Personally, I feel this paper is more in line with the prior literature on BERT, while they are not making use of GPT’s conversational abilities.

Practical Advise

When using generative LLMs in practice, several key considerations emerge.

1. Choice of model
   • Most papers use GPT-3.5 or GPT-3.5 Turbo
2. Choice of model parameters and system prompt
   • Greatly depends on the context
   • Kim et al. (2023a): max_token=none, temperature=0.5, top_p=1, presence_penalty=0, frequency_penalty=0
3. Input length exceed token limit
   • Divide input text into chunks, then combine the responses of all chunks
     • If the output is narrative, then concatenate the outputs of each input chunk as the final output (Kim et al., 2023)
     • If the output is in number (score), then take the average value (Jha et al., 2023)
   • Truncate input text by the token limit
     • Keep the initial tokens within the limit (Chen et al., 2022)
   • Pre-process input text to reduce its length
     • Using BART (Bai et al., 2023)
4. Consistency and replicability
   • Make the generations as deterministic as possible: set temperature=0 or top_n=0
   • Re-run the analysis for multiple times (at least for a small sample) to see how much the responses vary (Eisfeldt et al., 2023, Kim et al., 2023a)
   • Be transparent in your model, parameters, prompt design, and always backup the raw prompts and completions

That’s all I have for this post. If you are also interested in applying NLP techniques to finance research, feel free to check out my other posts.

• Term Frequency
• Text similarity
• Sentiment
• Readability
• BERT
• Generative LLM

In one of my earlier posts, I also discuss how ChatGPT change my workflow, if you are interesting, check it out here.

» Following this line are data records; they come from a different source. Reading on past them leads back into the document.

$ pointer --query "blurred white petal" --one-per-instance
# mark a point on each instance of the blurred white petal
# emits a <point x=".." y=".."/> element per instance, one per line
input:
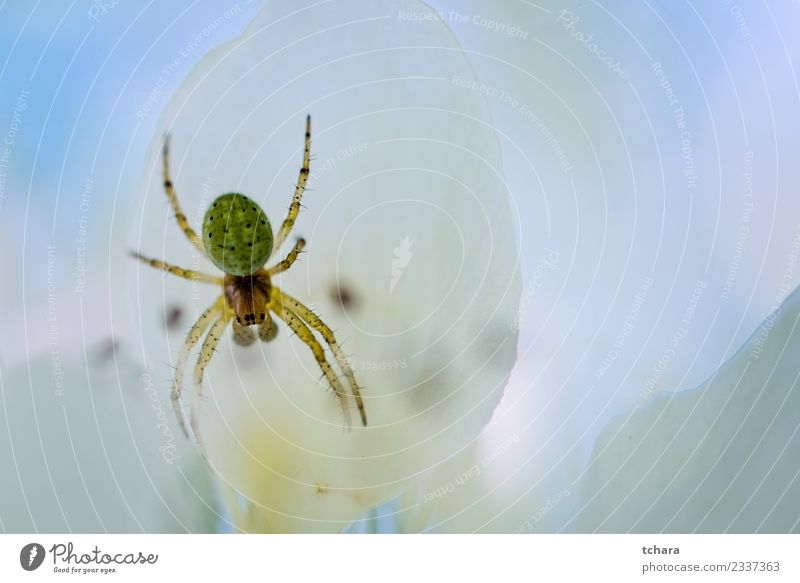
<point x="407" y="212"/>
<point x="724" y="457"/>
<point x="90" y="445"/>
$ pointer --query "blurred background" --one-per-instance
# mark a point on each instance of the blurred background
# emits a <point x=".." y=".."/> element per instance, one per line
<point x="649" y="155"/>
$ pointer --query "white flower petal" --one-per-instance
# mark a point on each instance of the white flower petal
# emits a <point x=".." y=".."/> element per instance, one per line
<point x="89" y="445"/>
<point x="724" y="457"/>
<point x="407" y="212"/>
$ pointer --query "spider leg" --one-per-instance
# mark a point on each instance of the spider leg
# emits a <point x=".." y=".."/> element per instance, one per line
<point x="192" y="338"/>
<point x="290" y="259"/>
<point x="307" y="336"/>
<point x="206" y="352"/>
<point x="243" y="335"/>
<point x="267" y="330"/>
<point x="183" y="223"/>
<point x="175" y="270"/>
<point x="294" y="208"/>
<point x="315" y="322"/>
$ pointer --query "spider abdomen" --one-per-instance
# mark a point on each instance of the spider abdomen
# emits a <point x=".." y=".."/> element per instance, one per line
<point x="237" y="234"/>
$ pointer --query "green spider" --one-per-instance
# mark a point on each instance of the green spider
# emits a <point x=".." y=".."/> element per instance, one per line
<point x="237" y="238"/>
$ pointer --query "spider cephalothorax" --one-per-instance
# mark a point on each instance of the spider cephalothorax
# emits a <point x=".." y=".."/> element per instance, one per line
<point x="237" y="237"/>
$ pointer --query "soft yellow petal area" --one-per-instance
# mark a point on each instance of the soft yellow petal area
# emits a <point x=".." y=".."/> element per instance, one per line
<point x="724" y="457"/>
<point x="407" y="216"/>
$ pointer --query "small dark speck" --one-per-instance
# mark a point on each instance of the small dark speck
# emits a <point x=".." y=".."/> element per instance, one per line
<point x="173" y="317"/>
<point x="106" y="349"/>
<point x="344" y="296"/>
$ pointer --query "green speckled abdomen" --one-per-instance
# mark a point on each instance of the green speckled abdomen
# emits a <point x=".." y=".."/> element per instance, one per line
<point x="237" y="234"/>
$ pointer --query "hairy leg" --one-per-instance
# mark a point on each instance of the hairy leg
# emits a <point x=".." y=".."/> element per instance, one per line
<point x="314" y="321"/>
<point x="192" y="338"/>
<point x="243" y="335"/>
<point x="206" y="353"/>
<point x="183" y="223"/>
<point x="267" y="330"/>
<point x="175" y="270"/>
<point x="294" y="208"/>
<point x="307" y="336"/>
<point x="290" y="259"/>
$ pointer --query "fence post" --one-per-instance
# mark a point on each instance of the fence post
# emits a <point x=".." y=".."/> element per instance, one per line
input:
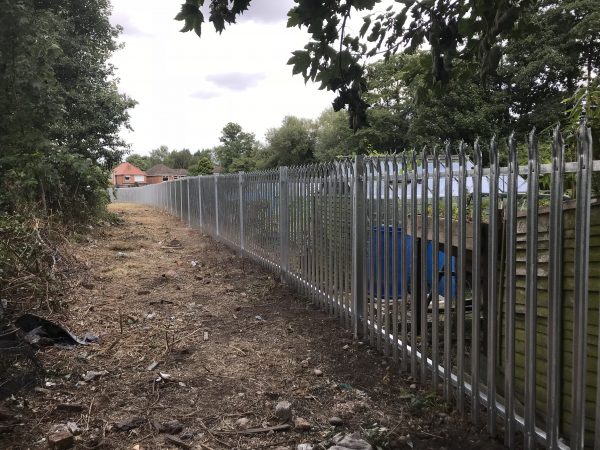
<point x="216" y="178"/>
<point x="200" y="222"/>
<point x="358" y="243"/>
<point x="283" y="222"/>
<point x="187" y="183"/>
<point x="242" y="231"/>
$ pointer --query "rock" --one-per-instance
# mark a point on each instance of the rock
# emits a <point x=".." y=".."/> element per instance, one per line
<point x="129" y="424"/>
<point x="243" y="423"/>
<point x="186" y="435"/>
<point x="176" y="441"/>
<point x="301" y="424"/>
<point x="61" y="440"/>
<point x="350" y="442"/>
<point x="69" y="407"/>
<point x="73" y="428"/>
<point x="92" y="375"/>
<point x="175" y="243"/>
<point x="336" y="421"/>
<point x="304" y="447"/>
<point x="170" y="427"/>
<point x="90" y="337"/>
<point x="42" y="390"/>
<point x="283" y="411"/>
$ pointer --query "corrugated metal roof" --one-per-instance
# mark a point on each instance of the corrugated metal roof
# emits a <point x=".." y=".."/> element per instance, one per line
<point x="161" y="169"/>
<point x="127" y="169"/>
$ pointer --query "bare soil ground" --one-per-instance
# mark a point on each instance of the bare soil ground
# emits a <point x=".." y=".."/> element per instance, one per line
<point x="230" y="342"/>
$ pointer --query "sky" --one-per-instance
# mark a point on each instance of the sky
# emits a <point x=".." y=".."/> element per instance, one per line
<point x="189" y="88"/>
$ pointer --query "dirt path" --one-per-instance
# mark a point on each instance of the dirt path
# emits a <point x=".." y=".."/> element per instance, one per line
<point x="231" y="343"/>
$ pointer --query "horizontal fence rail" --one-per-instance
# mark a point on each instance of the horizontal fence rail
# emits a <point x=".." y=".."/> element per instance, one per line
<point x="482" y="282"/>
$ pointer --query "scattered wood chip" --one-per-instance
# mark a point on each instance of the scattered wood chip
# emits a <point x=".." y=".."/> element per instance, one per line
<point x="283" y="427"/>
<point x="69" y="407"/>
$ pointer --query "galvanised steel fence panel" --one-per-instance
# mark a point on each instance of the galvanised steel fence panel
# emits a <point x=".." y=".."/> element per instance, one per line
<point x="482" y="282"/>
<point x="229" y="203"/>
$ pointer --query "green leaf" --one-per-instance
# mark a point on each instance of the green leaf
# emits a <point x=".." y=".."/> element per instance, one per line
<point x="300" y="60"/>
<point x="365" y="26"/>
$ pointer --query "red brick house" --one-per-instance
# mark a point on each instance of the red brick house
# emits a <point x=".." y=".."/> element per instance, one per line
<point x="127" y="175"/>
<point x="160" y="173"/>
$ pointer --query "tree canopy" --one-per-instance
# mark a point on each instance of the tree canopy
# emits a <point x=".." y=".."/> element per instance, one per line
<point x="334" y="57"/>
<point x="60" y="110"/>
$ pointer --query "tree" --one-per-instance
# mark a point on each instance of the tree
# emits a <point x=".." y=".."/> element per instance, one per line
<point x="60" y="111"/>
<point x="159" y="155"/>
<point x="237" y="150"/>
<point x="556" y="49"/>
<point x="139" y="161"/>
<point x="202" y="166"/>
<point x="468" y="29"/>
<point x="179" y="159"/>
<point x="293" y="143"/>
<point x="333" y="137"/>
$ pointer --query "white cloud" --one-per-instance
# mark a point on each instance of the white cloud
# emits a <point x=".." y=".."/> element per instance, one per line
<point x="236" y="81"/>
<point x="189" y="88"/>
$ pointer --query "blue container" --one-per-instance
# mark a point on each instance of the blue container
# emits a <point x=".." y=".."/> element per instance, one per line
<point x="381" y="253"/>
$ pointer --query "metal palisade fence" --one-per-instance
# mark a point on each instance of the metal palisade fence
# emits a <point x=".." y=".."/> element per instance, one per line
<point x="483" y="282"/>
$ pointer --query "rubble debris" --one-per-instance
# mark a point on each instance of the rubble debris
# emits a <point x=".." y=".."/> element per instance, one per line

Thanks for reading, and see you next time!

Reference

• Bai, John (Jianqiu), Nicole M. Boyson, Yi Cao, Miao Liu, and Chi Wan, 2023, Executives vs. Chatbots: Unmasking Insights through Human-AI Differences in Earnings Conference Q&A, Working paper.
• Chen, Yifei, Bryan T. Kelly, and Dacheng Xiu, 2022, Expected Returns and Large Language Models, Working paper.
• Eisfeldt, Andrea L, Gregor Schubert, and Miao Ben Zhang, 2023, Generative AI and Firm Values, Working paper.
• Jha, Manish, Jialin Qian, Michael Weber, and Baozhong Yang, 2023, ChatGPT and Corporate Policies, Working paper.
• Kim, Alex G., Maximilian Muhn, and Valeri V. Nikolaev, 2023a, Bloated Disclosures: Can ChatGPT Help Investors Process Information?, Working paper.
• Kim, Alex G., Maximilian Muhn, and Valeri V. Nikolaev, 2023b, From Transcripts to Insights: Uncovering Corporate Risks Using Generative AI, Working paper.